Business credit cards carry a lot of benefits.
If you’re new to owning a business, they can be a great way to build your business credit score, which can help you secure financing (like a good long-term loan) in the future. Some of them come with excellent rewards programs, like cash back or points for travel. And, when used responsibly, they can even act as a short-term loan to help you finance your business.
But just as consumers are with personal credit cards, a lot of business owners are under-informed about best practices when it comes to using a business credit card. And, while there are a few key differences between credit cards for business and personal credit cards, the way they work is very similar.
One thing that people often get wrong when it comes to business credit cards is carrying a balance. Many believe that carrying a balance from month to month is good for your credit score—but is it actually?

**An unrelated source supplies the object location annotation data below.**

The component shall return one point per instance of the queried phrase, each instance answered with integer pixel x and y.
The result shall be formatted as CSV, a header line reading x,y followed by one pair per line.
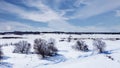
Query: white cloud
x,y
55,20
15,26
117,12
96,7
44,14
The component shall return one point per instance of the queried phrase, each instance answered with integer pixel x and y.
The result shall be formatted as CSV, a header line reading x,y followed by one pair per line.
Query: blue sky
x,y
60,15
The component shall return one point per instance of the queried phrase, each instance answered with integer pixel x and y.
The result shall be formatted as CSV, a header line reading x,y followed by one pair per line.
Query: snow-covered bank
x,y
67,58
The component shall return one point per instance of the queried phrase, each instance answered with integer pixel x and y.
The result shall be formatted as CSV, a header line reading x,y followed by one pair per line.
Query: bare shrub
x,y
43,48
81,46
69,38
22,47
1,53
99,45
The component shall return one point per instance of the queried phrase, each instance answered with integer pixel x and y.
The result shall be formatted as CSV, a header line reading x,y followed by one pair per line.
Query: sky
x,y
60,15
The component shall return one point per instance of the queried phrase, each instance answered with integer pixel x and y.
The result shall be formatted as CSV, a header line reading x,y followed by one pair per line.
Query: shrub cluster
x,y
22,47
81,46
99,45
45,48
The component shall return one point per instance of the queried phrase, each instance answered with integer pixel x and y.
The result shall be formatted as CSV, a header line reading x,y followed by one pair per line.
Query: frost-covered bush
x,y
1,53
51,46
81,46
22,47
44,48
99,45
69,38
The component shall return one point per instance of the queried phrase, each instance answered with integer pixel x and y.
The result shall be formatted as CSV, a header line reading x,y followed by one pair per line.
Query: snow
x,y
67,57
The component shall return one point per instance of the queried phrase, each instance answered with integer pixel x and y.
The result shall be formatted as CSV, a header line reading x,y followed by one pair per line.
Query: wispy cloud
x,y
57,19
15,26
96,7
117,12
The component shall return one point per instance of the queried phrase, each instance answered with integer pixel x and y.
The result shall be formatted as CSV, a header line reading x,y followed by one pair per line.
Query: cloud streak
x,y
56,19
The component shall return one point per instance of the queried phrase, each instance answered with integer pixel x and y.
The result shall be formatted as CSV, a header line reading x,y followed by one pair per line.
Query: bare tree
x,y
81,46
1,53
99,45
44,48
22,47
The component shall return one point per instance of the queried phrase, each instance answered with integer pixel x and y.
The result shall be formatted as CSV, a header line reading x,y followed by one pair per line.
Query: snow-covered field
x,y
67,58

Lies You’ve Been Told About Carrying a Balance
Business credit scores take into account much of the same criteria as personal credit scores. The main difference, though, is that personal credit records are kept private, while business credit records are public and available to anyone who pays to access them.
Just like a personal credit score, two of the biggest factors in determining your business credit score are your payment history and credit utilization ratio. And in order to have a payment history and a credit utilization ratio in the first place, you need to have credit accounts open—and use them.

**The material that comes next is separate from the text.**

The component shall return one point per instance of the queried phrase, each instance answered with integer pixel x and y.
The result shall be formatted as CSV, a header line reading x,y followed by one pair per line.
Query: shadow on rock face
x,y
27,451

Credit bureaus like to see that your credit utilization ratio is under 30%. This means that you should only be using an average of less than 30% of all of your available credit at any given time. If your total credit line is $10,000, you should try to only owe a maximum average of $3,000.
Because credit utilization ratio is so high on the list of important credit-scoring factors, many believe that carrying a balance is helpful in building their credit score, as long as they make their minimum payment each month. In fact, according to a recent Bankrate survey, 51% of consumers believe that carrying a high balance is good for credit health.
Carrying a balance, however, is not the same as utilizing your credit. In fact, it can be quite risky.
After your credit card bill is due, you’ll start owing interest on any amount you didn’t pay by the due date. And depending on your specific business credit card’s terms and conditions, that could be an annual percentage rate (APR) of over 20%. The longer you wait to pay off your balance, the more interest you’ll end up accruing.
Another myth a lot of people believe about carrying a balance is that it helps your credit score because you pay more in interest. If card issuers are making more money off of your interest payments, you’re sure to have a higher score, right?
This couldn’t be further from the truth. While the percentage of credit used does impact your credit score, the amount you’ve spent or the amount credit card issuers make off of you does not make any positive difference. If you end up digging yourself deep into a hole of debt, it will only hurt your business.
Additionally, many believe that their business credit cards won’t affect a personal credit score, which isn’t true. Many business credit cards do report to consumer credit bureaus—and some only report when the information being shared is negative. It’s important to remember that your actions as a business owner may still affect your personal credit history, no matter how diligently you separate your business and personal finances.
Risks of 0% APR Business Credit Cards
When they need to make a big purchase, a lot of business owners turn to a credit card with a 0% APR introductory offer. These cards can be a lifesaver, because they allow you to pay down your debt interest-free for a specified period of time—sometimes even as long as 15 months.
But these special offers come with their own set of risks. For example, as soon as the APR kicks in, your existing debt will start accruing interest, perhaps much faster than you’d expect. Business credit cards with the lowest interest rates still typically charge at least 12%. If you’re not careful about paying off your balance before the APR kicks in, you could end up paying much more than you bargained for.
How To Best Use Your Business Credit Card
As you’ve probably gathered, using a business credit card is kind of a catch-22: you need to use it in order to build your credit history and gain more business opportunities in the future, but using it too much and not paying off your debts could be incredibly damaging for your business.
While a business credit card can be great for building business credit (particularly for new business owners who may not be able to receive other forms of business financing), you have to be careful not to use it so much that you end up deeply in debt. Luckily, there are a few best practices to always keep in mind that will help you avoid this.
For one thing, never use your business credit card for personal expenses—or your personal credit card for business expenses. You need to keep these separate for tax purposes, and starting as early as possible can save you many major headaches down the line.
When starting off, only charge necessities to your business credit card—the purchases you’d have to be making, anyway. This will help you avoid taking on too much debt, because you’re only using the card to pay for things you already know you can afford.
Remember to closely monitor the interest rate on your card. It may change more often than you think, and you should regularly work any interest rate increases into your budget.
Finally, the best thing you can do to maintain good standing with your business credit card company, credit bureaus, and your own business finances is to pay your business credit card off in full each month. With regular usage and paying off your debts, your business credit score will only grow over time—and you don’t need to keep a running balance in order for that to happen.